10. Laws of Software Evolution (two-wrongs.com | Archive)
25 points by thunderbong | 2024-04-27 02:27:58 | 13 comments

Dehyped title: Software requires continuous maintenance to adapt to changing user needs and environments.

Summary:

The article discusses the "laws of software evolution" proposed by Lehman in the 1970s. It acknowledges that software often requires continuous maintenance, contrary to the idea that software should not degrade over time. The author argues this is because most software needs to adapt to a changing world and user needs, rather than being a corporate conspiracy. Lehman's laws suggest software is fundamentally different from other engineering disciplines, as changes are "superimposed" on existing code rather than requiring a full redesign. The author finds Lehman's insights useful for understanding the challenges of software maintenance and evolution.

Comments:

bruce511: Software does not "rust" but it does decay over time as the technology and ecosystem around it changes. Developers often resist updating software that is not broken, but this can lead to problems down the line. The rise of complex software ecosystems with many dependencies has made software maintenance more challenging.

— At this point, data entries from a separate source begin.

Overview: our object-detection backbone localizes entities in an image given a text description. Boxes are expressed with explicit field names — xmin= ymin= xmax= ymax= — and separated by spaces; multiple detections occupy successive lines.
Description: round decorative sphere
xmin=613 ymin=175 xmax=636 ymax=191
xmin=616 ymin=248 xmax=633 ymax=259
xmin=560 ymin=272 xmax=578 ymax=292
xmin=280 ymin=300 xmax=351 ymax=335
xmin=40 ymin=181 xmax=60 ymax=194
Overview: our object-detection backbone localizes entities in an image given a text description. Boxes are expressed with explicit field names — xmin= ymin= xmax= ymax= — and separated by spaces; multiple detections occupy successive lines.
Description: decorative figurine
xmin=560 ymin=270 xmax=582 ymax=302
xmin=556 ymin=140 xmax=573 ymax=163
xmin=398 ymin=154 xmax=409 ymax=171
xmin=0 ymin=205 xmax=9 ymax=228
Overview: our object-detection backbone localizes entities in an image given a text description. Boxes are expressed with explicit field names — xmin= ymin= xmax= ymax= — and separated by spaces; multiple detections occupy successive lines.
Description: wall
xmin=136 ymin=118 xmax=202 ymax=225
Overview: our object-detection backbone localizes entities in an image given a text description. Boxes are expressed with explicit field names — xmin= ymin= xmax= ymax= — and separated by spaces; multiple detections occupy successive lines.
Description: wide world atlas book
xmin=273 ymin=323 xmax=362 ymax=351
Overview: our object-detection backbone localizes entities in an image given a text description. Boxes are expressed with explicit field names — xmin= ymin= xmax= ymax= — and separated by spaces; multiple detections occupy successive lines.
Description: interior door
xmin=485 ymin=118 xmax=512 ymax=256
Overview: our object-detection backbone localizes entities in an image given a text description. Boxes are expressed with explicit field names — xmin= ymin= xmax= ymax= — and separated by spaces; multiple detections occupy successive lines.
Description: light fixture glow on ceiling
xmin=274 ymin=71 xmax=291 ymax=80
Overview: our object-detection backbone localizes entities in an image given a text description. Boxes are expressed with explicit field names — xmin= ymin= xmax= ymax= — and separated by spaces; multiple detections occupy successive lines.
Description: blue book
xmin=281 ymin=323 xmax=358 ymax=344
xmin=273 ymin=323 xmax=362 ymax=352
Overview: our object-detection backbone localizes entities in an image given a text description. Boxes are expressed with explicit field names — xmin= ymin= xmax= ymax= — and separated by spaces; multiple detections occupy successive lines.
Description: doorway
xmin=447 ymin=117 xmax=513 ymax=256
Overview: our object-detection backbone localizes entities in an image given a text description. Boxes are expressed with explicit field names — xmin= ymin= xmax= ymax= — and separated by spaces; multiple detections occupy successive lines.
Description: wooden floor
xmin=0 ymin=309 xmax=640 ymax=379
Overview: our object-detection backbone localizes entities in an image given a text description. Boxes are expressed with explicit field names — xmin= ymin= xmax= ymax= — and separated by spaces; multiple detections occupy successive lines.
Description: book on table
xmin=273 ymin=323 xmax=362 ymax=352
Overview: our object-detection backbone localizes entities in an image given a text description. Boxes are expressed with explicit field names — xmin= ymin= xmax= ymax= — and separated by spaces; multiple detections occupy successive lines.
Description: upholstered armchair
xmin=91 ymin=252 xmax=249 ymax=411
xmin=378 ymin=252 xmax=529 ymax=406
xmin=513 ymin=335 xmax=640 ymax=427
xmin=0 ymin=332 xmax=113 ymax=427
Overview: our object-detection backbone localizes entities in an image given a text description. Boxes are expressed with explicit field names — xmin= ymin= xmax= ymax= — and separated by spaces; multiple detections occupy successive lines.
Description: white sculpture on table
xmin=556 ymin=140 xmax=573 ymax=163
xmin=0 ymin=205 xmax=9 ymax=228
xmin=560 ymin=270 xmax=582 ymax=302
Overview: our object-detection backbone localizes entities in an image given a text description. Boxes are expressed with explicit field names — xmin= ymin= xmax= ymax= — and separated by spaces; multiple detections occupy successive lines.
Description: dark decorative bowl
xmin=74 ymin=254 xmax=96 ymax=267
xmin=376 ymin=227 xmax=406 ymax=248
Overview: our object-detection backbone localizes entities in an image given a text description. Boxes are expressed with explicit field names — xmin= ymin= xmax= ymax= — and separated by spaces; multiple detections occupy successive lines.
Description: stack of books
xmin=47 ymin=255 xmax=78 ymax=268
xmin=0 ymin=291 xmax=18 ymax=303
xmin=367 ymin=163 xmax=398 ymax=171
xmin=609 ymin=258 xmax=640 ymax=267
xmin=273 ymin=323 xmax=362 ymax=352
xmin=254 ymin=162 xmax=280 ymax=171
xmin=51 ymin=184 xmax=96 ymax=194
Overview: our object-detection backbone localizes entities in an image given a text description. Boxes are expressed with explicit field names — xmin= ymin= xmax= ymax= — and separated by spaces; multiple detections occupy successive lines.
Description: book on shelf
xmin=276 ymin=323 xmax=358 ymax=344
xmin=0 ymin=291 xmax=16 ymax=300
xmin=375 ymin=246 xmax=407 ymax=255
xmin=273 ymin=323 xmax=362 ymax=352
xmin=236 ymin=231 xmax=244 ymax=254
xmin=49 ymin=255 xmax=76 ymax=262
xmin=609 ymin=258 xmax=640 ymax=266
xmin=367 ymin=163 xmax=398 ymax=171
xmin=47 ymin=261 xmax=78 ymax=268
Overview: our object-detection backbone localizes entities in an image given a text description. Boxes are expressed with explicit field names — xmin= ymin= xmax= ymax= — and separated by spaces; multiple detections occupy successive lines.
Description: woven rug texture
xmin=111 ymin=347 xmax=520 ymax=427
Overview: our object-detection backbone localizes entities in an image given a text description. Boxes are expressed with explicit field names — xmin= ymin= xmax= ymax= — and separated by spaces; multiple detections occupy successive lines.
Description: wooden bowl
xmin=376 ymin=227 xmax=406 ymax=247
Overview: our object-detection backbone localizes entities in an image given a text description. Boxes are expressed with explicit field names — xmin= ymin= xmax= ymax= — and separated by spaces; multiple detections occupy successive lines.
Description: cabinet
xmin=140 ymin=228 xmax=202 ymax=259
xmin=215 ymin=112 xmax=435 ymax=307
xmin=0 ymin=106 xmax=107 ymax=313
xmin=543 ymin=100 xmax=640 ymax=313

necovek: The modern software ecosystem, with its proliferation of dependencies, has become unmanageable. Developers need to find better ways to handle dependency updates and breaking changes. Curated "long-term support" repositories for common software packages could help address these challenges.

GuestHNUser: Software often changes not to benefit users, but to justify the continued existence of the teams that built it. The user experience can suffer as a result of unnecessary UI changes.

esperent: Older enterprise software tends to have a clunky installation process and outdated user interfaces, while modern cloud-based software is much more user-friendly. However, the older software may still have advantages in terms of offline functionality and reliability.

jasongi: While modern cloud-based software is more convenient, the older local database software can provide important resilience in the face of internet, power, or server outages. Offline functionality is still an important consideration for certain use cases.